We found two root causes:
- An uptick in development pace with respect to previous quarters without matching improvements to our testing practices. Several large refactors touching key but poorly tested subsystems landed this year.
- A significant increase in the network size and production demands on go-ipfs
without large-scale testing or network simulation infrastructure. In
the past all production scale testing has been done by deploying a custom
go-ipfs build to a bootstrapper or gateway and watching how it behaves.
To address these concerns, we’ve paused all non-bugfix go-ipfs releases as we improve our testing practices and build out our testing and network simulation infrastructure. This is important to ensure improved testing doesn’t become a secondary concern in the face of new features and pressing performance improvements.
However, even with our current testing practices, these regressions should have been caught by rigorous pre-release testing. A better release process (e.g. the ability to cut patch releases) would also have enabled us to quickly release fixes for these regressions, and would have enabled our users to quickly deploy these fixes without worrying about the potential impact of additional unrelated changes.

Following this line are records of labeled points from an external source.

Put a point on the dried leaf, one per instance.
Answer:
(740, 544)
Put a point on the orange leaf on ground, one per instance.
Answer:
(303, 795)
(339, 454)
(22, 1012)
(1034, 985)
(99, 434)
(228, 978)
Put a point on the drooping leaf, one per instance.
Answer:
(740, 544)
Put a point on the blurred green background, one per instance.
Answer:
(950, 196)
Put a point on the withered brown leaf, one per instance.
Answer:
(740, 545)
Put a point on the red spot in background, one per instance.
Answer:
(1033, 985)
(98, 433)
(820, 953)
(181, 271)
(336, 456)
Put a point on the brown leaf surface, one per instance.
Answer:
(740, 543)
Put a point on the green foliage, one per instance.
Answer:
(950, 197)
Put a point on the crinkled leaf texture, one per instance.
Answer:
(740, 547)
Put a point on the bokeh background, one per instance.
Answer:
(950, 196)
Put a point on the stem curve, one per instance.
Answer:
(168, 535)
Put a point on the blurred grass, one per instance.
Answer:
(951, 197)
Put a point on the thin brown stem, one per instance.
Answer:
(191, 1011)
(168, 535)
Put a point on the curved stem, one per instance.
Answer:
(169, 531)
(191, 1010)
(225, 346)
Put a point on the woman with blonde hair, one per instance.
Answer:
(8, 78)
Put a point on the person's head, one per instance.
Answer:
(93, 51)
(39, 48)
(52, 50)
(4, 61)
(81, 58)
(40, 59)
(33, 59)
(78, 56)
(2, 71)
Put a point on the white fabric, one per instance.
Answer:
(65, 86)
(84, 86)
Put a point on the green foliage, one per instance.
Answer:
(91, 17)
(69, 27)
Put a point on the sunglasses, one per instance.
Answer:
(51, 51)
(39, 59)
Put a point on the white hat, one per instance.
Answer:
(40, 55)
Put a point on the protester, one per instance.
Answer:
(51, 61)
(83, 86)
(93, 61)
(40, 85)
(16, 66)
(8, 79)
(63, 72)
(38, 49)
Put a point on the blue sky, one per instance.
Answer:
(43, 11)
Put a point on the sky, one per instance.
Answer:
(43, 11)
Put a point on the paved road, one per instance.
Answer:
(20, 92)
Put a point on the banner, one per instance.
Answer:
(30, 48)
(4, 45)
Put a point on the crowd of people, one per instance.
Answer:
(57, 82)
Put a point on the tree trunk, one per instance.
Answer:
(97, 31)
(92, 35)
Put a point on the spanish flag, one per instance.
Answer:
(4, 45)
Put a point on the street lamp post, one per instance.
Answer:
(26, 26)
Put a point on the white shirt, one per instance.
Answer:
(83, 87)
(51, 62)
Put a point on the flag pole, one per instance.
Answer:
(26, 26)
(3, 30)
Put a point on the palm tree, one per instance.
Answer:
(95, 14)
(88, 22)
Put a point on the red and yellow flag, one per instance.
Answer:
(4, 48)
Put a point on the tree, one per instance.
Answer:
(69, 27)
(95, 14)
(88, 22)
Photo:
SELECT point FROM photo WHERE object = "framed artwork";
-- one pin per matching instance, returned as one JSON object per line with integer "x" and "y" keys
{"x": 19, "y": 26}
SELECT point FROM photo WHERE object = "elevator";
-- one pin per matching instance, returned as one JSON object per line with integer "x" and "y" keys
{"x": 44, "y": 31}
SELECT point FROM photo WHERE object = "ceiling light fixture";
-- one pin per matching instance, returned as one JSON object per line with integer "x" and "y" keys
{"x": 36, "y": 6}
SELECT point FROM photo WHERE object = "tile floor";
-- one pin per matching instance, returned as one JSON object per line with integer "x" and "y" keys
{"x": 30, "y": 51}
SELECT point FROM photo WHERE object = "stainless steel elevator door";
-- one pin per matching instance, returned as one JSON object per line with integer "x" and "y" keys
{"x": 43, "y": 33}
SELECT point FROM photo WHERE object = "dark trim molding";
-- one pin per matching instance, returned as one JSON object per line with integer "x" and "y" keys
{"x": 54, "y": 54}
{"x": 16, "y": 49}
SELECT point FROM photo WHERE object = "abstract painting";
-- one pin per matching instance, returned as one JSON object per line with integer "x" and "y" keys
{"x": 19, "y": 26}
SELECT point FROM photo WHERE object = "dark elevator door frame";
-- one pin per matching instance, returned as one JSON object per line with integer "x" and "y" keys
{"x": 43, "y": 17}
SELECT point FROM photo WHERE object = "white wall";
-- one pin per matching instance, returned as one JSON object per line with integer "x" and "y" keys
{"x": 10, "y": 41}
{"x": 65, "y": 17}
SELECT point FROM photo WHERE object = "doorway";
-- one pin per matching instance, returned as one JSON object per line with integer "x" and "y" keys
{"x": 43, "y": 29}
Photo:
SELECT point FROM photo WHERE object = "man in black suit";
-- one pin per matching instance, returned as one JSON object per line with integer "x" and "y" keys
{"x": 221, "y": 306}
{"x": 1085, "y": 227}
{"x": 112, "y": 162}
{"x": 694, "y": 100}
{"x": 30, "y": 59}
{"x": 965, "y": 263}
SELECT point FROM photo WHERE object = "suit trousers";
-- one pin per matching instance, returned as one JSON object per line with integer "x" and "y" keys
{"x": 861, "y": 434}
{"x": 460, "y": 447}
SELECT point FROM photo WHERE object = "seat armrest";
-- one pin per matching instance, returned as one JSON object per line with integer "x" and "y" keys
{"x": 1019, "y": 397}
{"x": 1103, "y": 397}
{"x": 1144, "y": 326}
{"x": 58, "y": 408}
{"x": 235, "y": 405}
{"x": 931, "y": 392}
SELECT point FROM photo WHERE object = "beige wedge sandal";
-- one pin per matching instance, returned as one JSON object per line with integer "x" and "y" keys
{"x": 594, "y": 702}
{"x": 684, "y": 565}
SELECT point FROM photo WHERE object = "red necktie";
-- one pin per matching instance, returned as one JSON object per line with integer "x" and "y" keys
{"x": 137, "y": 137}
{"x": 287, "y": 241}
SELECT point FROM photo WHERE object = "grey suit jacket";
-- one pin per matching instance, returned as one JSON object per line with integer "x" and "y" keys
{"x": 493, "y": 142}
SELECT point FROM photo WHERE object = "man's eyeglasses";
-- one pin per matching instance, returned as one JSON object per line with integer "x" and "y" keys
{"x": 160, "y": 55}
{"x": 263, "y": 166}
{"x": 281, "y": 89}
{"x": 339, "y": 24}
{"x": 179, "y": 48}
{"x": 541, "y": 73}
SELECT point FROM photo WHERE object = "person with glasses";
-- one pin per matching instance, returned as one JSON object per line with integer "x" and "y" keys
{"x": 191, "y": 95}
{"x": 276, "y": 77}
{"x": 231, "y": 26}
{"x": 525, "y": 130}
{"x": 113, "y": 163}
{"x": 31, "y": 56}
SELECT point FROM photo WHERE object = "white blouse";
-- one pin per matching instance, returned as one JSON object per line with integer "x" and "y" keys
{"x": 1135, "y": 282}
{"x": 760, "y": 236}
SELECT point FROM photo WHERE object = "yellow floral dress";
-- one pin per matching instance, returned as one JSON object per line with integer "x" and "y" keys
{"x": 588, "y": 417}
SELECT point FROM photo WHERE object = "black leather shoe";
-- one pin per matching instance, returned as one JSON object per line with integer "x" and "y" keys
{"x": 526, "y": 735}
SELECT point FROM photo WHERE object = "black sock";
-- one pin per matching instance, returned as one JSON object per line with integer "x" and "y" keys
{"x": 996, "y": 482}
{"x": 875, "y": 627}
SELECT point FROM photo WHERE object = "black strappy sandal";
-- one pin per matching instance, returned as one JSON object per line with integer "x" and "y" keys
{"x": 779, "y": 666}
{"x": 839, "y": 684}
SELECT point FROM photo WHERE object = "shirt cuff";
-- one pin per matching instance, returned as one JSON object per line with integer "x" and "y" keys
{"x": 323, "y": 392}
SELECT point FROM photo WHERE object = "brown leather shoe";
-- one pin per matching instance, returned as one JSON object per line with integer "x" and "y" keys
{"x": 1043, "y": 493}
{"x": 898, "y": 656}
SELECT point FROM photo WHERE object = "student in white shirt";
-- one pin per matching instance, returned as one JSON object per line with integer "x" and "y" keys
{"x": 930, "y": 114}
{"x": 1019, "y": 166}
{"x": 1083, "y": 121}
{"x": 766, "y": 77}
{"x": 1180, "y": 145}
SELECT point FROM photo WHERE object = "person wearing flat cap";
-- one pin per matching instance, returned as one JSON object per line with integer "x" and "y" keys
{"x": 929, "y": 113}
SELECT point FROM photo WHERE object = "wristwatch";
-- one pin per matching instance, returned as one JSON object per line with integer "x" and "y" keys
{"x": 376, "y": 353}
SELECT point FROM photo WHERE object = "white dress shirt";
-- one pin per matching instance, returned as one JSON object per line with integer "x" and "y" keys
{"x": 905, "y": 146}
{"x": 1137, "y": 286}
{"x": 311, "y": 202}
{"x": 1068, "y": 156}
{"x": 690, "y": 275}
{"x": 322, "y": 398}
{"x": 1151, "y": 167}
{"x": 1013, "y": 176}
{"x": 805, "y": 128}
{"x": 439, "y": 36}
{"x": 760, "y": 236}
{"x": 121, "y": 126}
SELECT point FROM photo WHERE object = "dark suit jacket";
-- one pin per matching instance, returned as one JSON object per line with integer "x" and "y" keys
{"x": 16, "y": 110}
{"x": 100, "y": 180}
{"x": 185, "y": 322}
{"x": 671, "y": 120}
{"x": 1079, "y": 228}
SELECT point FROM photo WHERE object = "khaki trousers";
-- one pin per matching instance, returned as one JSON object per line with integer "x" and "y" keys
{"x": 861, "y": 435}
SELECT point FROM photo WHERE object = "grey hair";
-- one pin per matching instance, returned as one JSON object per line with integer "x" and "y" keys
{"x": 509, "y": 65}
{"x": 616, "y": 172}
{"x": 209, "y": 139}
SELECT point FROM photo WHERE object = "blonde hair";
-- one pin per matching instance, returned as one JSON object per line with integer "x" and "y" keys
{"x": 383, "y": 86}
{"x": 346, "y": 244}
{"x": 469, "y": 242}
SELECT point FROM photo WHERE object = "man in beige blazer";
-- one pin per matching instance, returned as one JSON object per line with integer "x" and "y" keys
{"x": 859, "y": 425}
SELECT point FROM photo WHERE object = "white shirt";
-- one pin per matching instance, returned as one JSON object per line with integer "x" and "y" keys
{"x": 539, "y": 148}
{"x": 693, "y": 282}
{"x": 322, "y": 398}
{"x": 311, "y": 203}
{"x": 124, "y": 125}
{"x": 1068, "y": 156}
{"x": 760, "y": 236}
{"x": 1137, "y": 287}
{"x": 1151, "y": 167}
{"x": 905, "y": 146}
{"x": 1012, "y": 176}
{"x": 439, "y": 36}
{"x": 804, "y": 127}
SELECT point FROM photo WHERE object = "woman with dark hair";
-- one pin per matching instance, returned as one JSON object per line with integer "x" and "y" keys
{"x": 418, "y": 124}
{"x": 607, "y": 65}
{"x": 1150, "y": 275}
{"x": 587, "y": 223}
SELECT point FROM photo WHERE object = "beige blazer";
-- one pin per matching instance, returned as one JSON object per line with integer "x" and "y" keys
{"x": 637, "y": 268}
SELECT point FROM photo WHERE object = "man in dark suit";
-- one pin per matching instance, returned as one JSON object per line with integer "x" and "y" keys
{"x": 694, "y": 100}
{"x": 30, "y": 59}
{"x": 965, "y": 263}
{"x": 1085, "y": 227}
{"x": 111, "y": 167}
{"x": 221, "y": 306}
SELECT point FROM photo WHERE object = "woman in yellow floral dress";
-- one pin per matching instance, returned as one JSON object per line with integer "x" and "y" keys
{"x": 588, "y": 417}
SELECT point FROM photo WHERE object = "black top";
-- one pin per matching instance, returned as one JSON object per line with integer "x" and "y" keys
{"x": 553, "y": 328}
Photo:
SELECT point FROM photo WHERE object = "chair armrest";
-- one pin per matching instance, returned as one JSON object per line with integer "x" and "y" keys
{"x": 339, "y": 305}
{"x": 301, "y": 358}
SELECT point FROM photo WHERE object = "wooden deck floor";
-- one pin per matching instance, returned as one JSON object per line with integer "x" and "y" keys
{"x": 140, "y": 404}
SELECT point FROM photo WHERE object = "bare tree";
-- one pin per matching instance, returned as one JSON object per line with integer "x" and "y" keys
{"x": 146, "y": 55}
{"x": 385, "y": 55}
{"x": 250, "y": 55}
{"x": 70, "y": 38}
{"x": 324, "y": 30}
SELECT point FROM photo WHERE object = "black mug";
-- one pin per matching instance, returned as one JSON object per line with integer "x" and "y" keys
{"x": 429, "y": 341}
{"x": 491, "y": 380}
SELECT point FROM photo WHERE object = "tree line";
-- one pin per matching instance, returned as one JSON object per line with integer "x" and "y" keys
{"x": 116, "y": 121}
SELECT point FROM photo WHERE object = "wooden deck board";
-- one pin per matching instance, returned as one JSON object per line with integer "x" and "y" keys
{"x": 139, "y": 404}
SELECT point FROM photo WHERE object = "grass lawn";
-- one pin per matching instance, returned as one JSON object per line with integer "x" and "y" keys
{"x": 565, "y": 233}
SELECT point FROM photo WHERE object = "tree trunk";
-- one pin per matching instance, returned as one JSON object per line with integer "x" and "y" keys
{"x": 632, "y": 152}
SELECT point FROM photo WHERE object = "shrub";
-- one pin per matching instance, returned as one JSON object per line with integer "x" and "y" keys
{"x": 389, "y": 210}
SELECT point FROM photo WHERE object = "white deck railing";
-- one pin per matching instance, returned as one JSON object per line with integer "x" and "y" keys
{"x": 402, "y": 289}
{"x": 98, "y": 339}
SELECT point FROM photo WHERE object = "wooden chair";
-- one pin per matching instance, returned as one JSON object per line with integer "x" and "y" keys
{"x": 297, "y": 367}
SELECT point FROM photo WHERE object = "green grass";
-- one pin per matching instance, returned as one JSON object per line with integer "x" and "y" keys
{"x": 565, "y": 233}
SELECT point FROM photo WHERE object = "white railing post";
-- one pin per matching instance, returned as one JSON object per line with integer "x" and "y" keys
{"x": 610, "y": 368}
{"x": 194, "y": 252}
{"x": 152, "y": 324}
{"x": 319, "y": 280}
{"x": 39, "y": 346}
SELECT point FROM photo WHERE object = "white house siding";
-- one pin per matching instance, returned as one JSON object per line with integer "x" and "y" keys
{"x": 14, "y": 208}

Therefore, in addition to improving our testing, we’re introducing a new release process (🙏🙌🎉) to ensure that releases have been tested in as many environments as we can, and that we can quickly release bug fixes without waiting an entire release cycle.
Release Process Changes
We’ve made three specific changes to the release process:
- To address the stability issues, we’ve introduced a new release process that involves extensively testing releases in a wide variety of production environments - including with early testers.
- To address the issue of slow releases, we’ve introduced a 6 week release cycle.
- To address the issue of slow bug fixes, we’ve switched to semver and introduced patch releases. The first patch release will be 0.4.22 and the next feature release will be 0.5.0.
New Release Process
The new release process includes 5 stages:
- Automated Testing - go-ipfs CI Passes.
- Internal Testing - go-ipfs is tested against IPFS infrastructure, internal testing and simulation tools, and Shipyard applications.
- Community Dev Testing - go-ipfs is tested by the community in dev environments.
- Community Prod Testing - go-ipfs is tested by the community in production environments.
- Release - go-ipfs is released.
If we merge any non-trivial fixes during the release process, we’ll start over at stage 0 with a compressed release process for the stages that have already been completed once.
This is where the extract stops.